The news of Álvaro García Ortiz’s appointment was still spreading this Tuesday, and the PP has already hastened to express its uneasiness towards the new Attorney General. The popular ones did not limit themselves to criticizing that the government had kept them on the sidelines, but posited the figure of García Ortiz, an old acquaintance of Alberto Núñez Feijóo, during their years in Galicia, where the former served as prosecutor of the Environment and finally clashed with the then President of the Xunta for the investigations into the forest fires.
The popular immediately dusted off an old complaint against García Ortiz: his alleged involvement in an “action by the PSOE campaign for the Galician regional elections”. In fact, in December 2019, the prosecutor attended a conference organized by the Galician Socialists as a representative of the Progressive Union of Prosecutors (UPF). idea lab and in which other non-militant experts participated. Regional elections had not even been called and were held seven months later. Sources close to García Ortiz say that before accepting the PSOE’s invitation, he obtained permission from the Tax Inspectorate and the Attorney General’s Office.
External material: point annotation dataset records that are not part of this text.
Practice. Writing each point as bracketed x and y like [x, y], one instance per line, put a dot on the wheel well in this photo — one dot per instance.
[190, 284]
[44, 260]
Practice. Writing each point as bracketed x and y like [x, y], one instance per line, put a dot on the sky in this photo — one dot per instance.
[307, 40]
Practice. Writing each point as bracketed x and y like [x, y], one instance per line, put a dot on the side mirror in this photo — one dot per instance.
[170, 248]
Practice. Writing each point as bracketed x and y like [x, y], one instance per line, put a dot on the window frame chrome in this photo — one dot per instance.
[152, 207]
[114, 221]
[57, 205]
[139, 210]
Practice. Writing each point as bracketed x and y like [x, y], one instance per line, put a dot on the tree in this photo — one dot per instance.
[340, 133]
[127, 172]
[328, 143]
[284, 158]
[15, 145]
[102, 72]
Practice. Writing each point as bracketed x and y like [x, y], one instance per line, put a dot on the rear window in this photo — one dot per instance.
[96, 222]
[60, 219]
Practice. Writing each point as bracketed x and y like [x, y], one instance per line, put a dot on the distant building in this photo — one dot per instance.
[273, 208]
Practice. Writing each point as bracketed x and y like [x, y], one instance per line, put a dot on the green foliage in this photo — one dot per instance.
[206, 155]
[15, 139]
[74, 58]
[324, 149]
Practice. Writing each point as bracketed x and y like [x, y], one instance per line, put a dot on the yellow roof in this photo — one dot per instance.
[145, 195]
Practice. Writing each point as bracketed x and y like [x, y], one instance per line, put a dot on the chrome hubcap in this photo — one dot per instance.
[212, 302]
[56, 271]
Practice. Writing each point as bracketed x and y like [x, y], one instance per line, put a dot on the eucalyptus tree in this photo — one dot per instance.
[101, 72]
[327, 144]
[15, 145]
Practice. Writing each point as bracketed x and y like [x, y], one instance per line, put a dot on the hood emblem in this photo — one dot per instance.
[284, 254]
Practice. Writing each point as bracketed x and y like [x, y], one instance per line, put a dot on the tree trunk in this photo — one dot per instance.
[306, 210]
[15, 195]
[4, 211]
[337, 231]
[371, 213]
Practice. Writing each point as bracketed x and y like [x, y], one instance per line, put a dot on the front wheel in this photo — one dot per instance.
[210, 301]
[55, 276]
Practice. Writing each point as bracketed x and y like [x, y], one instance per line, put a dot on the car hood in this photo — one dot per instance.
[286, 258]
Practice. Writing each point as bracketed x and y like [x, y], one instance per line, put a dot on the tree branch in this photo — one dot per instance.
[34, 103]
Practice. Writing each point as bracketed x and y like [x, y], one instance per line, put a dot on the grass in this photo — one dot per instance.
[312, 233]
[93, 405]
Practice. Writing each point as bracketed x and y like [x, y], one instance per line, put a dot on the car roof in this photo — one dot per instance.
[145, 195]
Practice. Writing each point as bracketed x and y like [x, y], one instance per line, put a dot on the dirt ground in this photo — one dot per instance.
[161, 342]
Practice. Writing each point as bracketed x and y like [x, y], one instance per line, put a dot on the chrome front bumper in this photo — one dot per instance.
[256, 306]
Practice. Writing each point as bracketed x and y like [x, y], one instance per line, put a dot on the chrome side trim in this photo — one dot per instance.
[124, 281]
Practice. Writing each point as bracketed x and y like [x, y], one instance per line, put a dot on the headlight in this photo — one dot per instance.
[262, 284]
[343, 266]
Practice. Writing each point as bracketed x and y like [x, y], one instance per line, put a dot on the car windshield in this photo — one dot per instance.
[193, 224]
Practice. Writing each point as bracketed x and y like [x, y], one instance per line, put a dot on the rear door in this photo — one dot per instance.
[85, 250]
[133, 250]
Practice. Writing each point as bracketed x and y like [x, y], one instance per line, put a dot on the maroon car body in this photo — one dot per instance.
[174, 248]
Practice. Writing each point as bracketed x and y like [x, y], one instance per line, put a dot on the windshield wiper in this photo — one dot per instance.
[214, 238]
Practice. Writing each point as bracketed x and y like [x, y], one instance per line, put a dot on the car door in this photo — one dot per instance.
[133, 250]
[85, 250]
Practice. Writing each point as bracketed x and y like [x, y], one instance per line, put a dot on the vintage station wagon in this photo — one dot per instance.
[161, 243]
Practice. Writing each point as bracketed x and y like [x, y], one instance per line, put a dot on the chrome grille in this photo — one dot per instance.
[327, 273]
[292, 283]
The Feijóo government’s uneasiness with García Ortiz came two years earlier, when Galicia was subjected to a terrible wave of fire that even engulfed the cities. Besieged by fire, Feijóo defended himself by promoting the theory that the community was being attacked by an “incendiary terror attack.” There was no evidence of this and García Ortiz, who had been investigating the fires for years, relied on the data in his possession tear down the thesis of the President of the Xunta: “We don’t have data to understand that there is an organization or concert of people who are directly causing harm or harm to themselves.”
The theory of an arson attack was not new – it has been speculated about in Galicia for decades – nor were García Ortiz’s efforts to refute it. In 2006, when a coalition of PSOE and BNG nationalists reached the Xunta, Galicia suffered another devastating wave of fire. So it was the ruling left that propagated the theory of arson terrorism. Feijóo, who made his opposition debut, didn’t buy it at all. Instead, he launched a campaign to discredit the Xunta’s management, and eventually slipped up by starring in one of the highly criticized scenes of his day: he was photographed putting out a fire with a garden hose.
A year later, prosecutors concluded that, contrary to what the bipartisan government had proclaimed, there was no evidence of an organized conspiracy. García Ortiz, already head of the Galician environmental prosecutor’s office, told this newspaper in 2007: “If there were a criminal organization, it would be easier to investigate.”
Ten years later, in October 2017, it was the Feijóo government that was engulfed in flames. And the President resorted to the “arson terrorism” excuse. He repeated it for days until García Ortiz came out to deny it. After more than a decade of investigating the phenomenon, the now Attorney General confirmed his usual conclusions: “We have no data to understand that an organization is behind the fires.” Neither did the Xunta, although their political representatives defended the opposite . So much so that a year later a committee of the Galician Parliament came to the same conclusion as the prosecutor: approved by the PP itself.